Two children appeared one day in the village of Woolpit, England in the 1100s. A boy and girl claiming to be siblings were totally normal, apart from having green skin. They spoke their own language and refused to eat anything other than green beans. Once they began eating other food they lost their green color, but the boy got sick and died after being baptized. The girl, once she learned English, explained that she and her brother came from St. Martin's Land, an underground place where everyone was green.

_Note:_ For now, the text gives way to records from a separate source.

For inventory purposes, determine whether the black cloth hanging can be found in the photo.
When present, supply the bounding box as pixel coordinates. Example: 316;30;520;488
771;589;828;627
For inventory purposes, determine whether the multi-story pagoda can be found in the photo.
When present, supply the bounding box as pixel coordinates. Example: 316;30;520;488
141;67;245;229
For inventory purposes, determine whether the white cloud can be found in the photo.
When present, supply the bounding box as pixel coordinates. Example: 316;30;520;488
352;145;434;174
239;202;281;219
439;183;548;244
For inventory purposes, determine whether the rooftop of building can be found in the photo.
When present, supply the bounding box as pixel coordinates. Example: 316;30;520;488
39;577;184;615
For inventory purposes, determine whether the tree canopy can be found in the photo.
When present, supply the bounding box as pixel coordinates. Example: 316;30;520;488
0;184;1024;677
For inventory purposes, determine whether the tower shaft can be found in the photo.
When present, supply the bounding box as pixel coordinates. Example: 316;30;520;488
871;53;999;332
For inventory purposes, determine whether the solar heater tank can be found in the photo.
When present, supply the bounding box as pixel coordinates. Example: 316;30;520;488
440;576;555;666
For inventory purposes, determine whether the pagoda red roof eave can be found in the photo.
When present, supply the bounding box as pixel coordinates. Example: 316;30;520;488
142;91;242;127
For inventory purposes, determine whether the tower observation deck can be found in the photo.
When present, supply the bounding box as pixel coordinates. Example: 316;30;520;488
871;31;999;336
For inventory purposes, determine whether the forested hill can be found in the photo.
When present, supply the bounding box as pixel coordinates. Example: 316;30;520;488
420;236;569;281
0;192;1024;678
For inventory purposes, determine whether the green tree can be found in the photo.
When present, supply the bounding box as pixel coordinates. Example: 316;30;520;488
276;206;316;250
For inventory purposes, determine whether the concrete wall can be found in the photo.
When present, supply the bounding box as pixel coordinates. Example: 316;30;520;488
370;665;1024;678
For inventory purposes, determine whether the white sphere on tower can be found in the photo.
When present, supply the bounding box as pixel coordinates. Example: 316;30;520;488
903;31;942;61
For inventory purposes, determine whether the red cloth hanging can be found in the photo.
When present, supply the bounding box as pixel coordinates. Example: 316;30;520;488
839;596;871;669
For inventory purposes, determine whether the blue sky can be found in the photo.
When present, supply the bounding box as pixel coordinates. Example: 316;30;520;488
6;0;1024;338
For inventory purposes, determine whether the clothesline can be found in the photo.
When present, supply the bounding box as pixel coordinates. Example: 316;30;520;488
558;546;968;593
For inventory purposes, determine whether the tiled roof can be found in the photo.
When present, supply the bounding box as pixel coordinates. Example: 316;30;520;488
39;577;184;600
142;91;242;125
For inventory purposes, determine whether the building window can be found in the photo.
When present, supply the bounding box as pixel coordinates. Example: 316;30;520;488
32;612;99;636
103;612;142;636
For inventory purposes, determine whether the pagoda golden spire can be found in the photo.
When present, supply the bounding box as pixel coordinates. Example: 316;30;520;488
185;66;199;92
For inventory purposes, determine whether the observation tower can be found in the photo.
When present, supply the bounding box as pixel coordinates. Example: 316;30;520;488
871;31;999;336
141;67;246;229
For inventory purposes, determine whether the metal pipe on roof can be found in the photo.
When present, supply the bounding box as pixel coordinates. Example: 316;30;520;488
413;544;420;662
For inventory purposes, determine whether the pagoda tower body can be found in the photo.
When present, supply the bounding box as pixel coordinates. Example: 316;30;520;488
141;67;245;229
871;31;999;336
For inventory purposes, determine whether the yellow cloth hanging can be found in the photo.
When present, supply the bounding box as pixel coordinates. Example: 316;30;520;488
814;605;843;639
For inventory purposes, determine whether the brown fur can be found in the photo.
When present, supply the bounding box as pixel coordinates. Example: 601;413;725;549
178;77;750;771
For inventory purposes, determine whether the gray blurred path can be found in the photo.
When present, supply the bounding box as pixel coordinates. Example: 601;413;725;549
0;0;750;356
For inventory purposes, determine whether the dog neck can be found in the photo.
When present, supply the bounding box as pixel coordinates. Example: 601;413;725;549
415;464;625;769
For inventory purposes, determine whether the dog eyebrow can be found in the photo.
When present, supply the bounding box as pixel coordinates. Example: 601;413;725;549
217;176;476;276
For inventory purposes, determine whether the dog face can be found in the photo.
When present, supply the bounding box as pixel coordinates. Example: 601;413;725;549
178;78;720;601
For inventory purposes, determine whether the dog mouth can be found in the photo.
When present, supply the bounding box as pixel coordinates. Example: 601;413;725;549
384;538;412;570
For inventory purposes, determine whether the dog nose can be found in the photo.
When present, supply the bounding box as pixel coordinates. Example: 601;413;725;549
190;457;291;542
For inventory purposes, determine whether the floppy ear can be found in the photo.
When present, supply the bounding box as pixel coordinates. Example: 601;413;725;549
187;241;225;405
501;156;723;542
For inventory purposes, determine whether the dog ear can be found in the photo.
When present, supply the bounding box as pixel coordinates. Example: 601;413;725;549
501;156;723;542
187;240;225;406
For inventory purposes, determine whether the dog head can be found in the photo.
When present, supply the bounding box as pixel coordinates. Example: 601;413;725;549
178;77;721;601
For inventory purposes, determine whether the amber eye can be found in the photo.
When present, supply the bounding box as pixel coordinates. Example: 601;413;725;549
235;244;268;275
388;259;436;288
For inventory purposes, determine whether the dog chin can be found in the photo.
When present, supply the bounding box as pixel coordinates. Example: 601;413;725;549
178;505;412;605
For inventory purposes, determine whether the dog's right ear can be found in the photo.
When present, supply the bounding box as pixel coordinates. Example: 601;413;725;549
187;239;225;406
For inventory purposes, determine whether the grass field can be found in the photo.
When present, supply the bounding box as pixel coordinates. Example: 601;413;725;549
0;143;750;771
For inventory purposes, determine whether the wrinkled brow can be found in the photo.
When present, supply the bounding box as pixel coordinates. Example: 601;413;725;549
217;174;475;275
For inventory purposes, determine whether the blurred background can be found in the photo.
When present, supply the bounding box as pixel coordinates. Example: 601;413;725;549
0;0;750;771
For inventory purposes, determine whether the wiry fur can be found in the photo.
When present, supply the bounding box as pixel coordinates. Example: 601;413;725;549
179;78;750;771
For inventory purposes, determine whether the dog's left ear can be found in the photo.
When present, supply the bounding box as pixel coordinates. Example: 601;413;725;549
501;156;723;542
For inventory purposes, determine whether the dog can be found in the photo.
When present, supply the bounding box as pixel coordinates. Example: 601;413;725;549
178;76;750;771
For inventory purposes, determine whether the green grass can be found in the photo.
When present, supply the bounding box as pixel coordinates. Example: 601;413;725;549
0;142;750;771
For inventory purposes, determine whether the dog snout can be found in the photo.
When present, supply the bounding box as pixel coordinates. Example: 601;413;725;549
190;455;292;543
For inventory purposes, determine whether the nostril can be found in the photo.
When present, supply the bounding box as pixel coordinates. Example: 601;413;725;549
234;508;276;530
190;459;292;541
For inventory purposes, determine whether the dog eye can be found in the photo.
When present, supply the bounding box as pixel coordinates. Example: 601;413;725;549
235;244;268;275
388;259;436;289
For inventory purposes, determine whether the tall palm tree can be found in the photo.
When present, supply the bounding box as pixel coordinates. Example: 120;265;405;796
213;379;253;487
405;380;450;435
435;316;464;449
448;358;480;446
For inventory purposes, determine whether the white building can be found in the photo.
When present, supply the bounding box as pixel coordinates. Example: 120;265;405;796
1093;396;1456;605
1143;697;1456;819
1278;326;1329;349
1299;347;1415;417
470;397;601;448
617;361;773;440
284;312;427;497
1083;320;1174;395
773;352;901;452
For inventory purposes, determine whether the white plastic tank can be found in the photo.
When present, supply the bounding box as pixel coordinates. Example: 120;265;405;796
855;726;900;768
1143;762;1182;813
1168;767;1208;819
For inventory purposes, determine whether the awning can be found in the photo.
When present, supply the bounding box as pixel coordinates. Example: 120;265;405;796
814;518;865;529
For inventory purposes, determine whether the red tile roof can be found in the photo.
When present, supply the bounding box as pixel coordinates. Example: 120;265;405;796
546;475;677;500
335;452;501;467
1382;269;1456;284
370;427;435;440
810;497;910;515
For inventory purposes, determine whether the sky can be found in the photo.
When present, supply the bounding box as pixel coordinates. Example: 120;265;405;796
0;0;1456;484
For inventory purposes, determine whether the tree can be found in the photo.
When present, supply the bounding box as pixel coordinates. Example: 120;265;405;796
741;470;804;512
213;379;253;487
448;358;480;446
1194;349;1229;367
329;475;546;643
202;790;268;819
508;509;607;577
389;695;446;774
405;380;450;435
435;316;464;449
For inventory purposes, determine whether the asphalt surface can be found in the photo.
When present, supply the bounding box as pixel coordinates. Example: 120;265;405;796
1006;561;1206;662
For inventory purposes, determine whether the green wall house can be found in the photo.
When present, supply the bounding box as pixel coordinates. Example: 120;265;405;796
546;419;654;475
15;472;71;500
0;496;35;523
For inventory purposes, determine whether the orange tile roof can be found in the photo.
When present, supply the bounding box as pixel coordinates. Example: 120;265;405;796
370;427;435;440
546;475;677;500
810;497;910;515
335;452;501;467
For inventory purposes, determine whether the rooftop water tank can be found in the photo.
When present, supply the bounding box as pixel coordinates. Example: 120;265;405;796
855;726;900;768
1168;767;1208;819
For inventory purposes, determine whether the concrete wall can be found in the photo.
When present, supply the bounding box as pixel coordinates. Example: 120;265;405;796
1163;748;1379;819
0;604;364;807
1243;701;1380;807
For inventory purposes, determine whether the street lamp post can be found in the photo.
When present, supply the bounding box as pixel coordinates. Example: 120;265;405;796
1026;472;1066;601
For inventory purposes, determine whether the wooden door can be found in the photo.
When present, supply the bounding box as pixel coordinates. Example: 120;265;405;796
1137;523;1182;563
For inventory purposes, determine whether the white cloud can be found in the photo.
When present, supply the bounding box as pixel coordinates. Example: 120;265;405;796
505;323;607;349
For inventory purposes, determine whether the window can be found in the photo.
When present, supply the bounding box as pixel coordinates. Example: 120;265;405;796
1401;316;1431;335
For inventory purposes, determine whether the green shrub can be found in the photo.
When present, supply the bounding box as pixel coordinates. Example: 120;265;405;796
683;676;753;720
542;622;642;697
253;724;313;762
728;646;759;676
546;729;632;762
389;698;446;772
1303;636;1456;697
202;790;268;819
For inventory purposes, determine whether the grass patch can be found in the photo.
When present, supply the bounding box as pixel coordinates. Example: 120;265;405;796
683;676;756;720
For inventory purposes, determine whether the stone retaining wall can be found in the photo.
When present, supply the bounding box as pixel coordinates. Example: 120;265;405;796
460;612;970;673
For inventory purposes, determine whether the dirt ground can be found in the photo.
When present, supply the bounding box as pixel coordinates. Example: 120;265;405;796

Sounds like a folk tale to me! But Wikipedia has some explanations if it turned out to be true:
Quote
Many Flemish immigrants arrived in eastern England during the 12th century, and they were persecuted after Henry II became king in 1154; a large number of them were killed near Bury St Edmunds in 1173. Paul Harris has suggested that the green children's Flemish parents perished during a period of civil strife and that the children may have come from the village of Fornham St Martin, slightly to the north of Bury St Edmunds, where a settlement of Flemish fullers existed at that time. They may have fled and ultimately wandered to Woolpit. Disoriented, bewildered, and dressed in unfamiliar Flemish clothes, the children would have presented a very strange spectacle to the Woolpit villagers.[23] The children's colour could be explained by green sickness, the result of a dietary deficiency.[1] Brian Haughton considers Harris's explanation to be plausible, and the one most widely accepted,[24] although not without its difficulties. For instance, he suggests it is unlikely that an educated local man like Richard de Calne would not have recognised the language spoken by the children as being Flemish.